Итак, ты уснула. При помощи вина ты научила себя засыпать мгновенно. Закрыла глаза и словно бы нажала «закрыть программы принудительно». Монитор погас.
Единственная в городе красивая женщина. С гибелью порта этот город кончился, как кончаются книги и фильмы. Среди оставшихся здесь нескольких тысяч женщин можно найти приятных и даже эффектных, но не красивых. Красивые, за исключением тебя, либо уехали, либо вообще не родились. У вас, у людей, это называется вырождением, а те люди, что говорят о преимуществе красоты душевной, те врут. Нет такой красоты, как нет у меня живой души.

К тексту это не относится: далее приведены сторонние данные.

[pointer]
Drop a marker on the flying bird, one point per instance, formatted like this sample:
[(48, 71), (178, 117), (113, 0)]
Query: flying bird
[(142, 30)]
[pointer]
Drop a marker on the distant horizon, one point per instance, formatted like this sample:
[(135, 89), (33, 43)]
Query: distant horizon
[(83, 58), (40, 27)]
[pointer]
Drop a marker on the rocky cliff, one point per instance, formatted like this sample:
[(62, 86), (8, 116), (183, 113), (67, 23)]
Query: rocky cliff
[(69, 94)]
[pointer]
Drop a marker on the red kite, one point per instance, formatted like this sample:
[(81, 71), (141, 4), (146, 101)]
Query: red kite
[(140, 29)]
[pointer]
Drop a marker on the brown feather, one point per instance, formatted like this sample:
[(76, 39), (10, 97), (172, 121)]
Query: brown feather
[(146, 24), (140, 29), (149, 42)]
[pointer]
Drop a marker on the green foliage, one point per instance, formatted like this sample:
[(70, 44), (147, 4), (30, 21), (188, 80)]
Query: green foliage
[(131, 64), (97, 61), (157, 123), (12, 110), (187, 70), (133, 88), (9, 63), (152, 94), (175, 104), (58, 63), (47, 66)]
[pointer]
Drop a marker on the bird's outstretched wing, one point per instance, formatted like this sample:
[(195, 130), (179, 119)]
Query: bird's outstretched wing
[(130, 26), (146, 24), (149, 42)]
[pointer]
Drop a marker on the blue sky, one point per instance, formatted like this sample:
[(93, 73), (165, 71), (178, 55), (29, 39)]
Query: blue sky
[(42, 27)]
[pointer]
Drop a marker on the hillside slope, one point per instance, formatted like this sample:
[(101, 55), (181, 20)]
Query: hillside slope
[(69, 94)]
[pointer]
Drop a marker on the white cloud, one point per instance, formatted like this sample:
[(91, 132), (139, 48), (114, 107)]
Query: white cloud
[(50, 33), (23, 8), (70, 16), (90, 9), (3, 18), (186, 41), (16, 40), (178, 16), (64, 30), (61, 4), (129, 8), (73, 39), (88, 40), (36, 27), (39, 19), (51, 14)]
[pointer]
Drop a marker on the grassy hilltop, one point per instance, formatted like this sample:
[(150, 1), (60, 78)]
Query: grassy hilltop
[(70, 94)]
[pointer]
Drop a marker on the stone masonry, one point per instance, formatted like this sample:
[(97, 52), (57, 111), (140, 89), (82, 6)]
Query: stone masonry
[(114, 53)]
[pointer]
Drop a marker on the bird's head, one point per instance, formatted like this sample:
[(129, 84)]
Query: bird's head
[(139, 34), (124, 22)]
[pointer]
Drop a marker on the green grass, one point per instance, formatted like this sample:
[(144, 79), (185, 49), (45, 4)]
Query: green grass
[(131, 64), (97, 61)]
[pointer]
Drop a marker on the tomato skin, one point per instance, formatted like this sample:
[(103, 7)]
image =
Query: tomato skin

В твоём городе остались суд, судебные приставы, прокуратура, следственный комитет, ФСБ, полиция, налоговая, казначейство, МЧС, больница, роспотребнадзор, санэпидемстанция, рыбнадзор, пять школ, дюжина детсадов, два училища, городская администрация, две сети аптек, три сети супермаркетов и четыре рекламных агентства, в одном из которых ты и работала. Работала и как-то находила клиентов, чтобы получать деньги, которых хватало на еду и вино, И чтобы не ходить босиком. Остальные твои коллеги за невыполнение плана ходили по офису босыми.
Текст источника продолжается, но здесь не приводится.